Apache Geode: How Pymma Uses it as an Efficient Alternative to Kafka-Storm-Spark
Further to our customers request, we had to implement a fine monitoring system for the OpenESB business process engine. The largest OpenESB configurations on production runs concurrently dozens of engine instances, that daily, generate up to 10 billion of events. These events must be aggregated and analysed to generate data for monitoring.
A classical solution would be to store the events first and then process them in a batch mode. Simply, it would require too much storage and CPU capacities to process this number of events and a too long delay to provide monitoring information on time.
So, our architect decided to process the message coming from our engines as a stream of events. This processing involves three types of application:
- The buffer: It is used to store the events coming from the event providers (here OpenESB). The buffer must have a very low latency to capture a huge number of events without slowing down the event producer. At the same time, the buffer must capture data from multiple producer concurrently. This involves a powerful support of distributed and concurrent processes. Apache Kafka, Cassandra are some good examples of buffer.

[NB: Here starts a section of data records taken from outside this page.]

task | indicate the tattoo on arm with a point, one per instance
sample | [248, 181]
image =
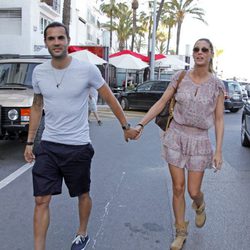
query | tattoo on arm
[38, 100]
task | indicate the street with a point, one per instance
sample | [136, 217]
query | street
[131, 193]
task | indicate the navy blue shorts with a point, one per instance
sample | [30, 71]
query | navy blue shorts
[56, 162]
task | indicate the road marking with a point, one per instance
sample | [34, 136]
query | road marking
[14, 175]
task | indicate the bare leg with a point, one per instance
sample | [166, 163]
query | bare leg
[178, 181]
[194, 186]
[85, 205]
[41, 221]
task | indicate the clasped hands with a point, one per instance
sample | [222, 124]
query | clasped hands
[133, 133]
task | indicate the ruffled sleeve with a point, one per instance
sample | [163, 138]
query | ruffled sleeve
[220, 88]
[175, 77]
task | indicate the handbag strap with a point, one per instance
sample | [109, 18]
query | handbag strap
[181, 76]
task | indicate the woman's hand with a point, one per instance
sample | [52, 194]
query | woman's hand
[217, 159]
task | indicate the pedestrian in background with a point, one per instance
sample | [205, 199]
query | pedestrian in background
[61, 87]
[186, 145]
[93, 97]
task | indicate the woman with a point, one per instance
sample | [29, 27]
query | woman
[199, 106]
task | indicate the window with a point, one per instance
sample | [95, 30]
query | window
[16, 73]
[43, 23]
[11, 21]
[145, 87]
[159, 86]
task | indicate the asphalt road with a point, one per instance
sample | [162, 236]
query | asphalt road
[131, 192]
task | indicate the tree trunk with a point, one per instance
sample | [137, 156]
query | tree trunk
[111, 31]
[169, 36]
[135, 6]
[149, 35]
[178, 37]
[66, 13]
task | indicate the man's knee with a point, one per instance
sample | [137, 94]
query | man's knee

- The engine: the engine implements a kind of step by step process with intermediate states. Each step executes a part of the event aggregation and analysis process, and generate intermediate state useful for the next steps. For obvious efficiency reasons, the intermediate states must not be stored outside the engine. One of the engine key feature is to process concurrently numerous events on many machines. Apache Spark and especially Apache Storm are typical examples of this type of software.
- The persistence system: when the event aggregation or analysis process is complete, the process results are sent to a persistence system which implements a query language to provide an easy access to the results. MongoDB, Crate, PostgreSQL, Greenplum can be used as a persistence system.
So, event aggregation or analysis process requires knowledge and installation of three or more different software. And this said, companies are reluctant to dedicate such budget and time to deploy an event aggregation or analysis process chain.
In our presentation, we demonstrate how, at our profit, GemFire or Geode can act as a buffer, an engine and a persistence system and avoid the multiplication of software and deployment. We explain how the asynchronous Event Queue and Event Handler work together to act as an engine which support step by step aggregation and analysis process, and take advantage of the distributed cache to work as a buffer and a result store. We also detail how GemFire partitioned region internal design, provides a great scalability and provides very good results for events aggregation and data analysis.
We hope that thanks to this presentation, the delegate will get a different point of view on GemFire or Geode and would like to use it as an event processing system.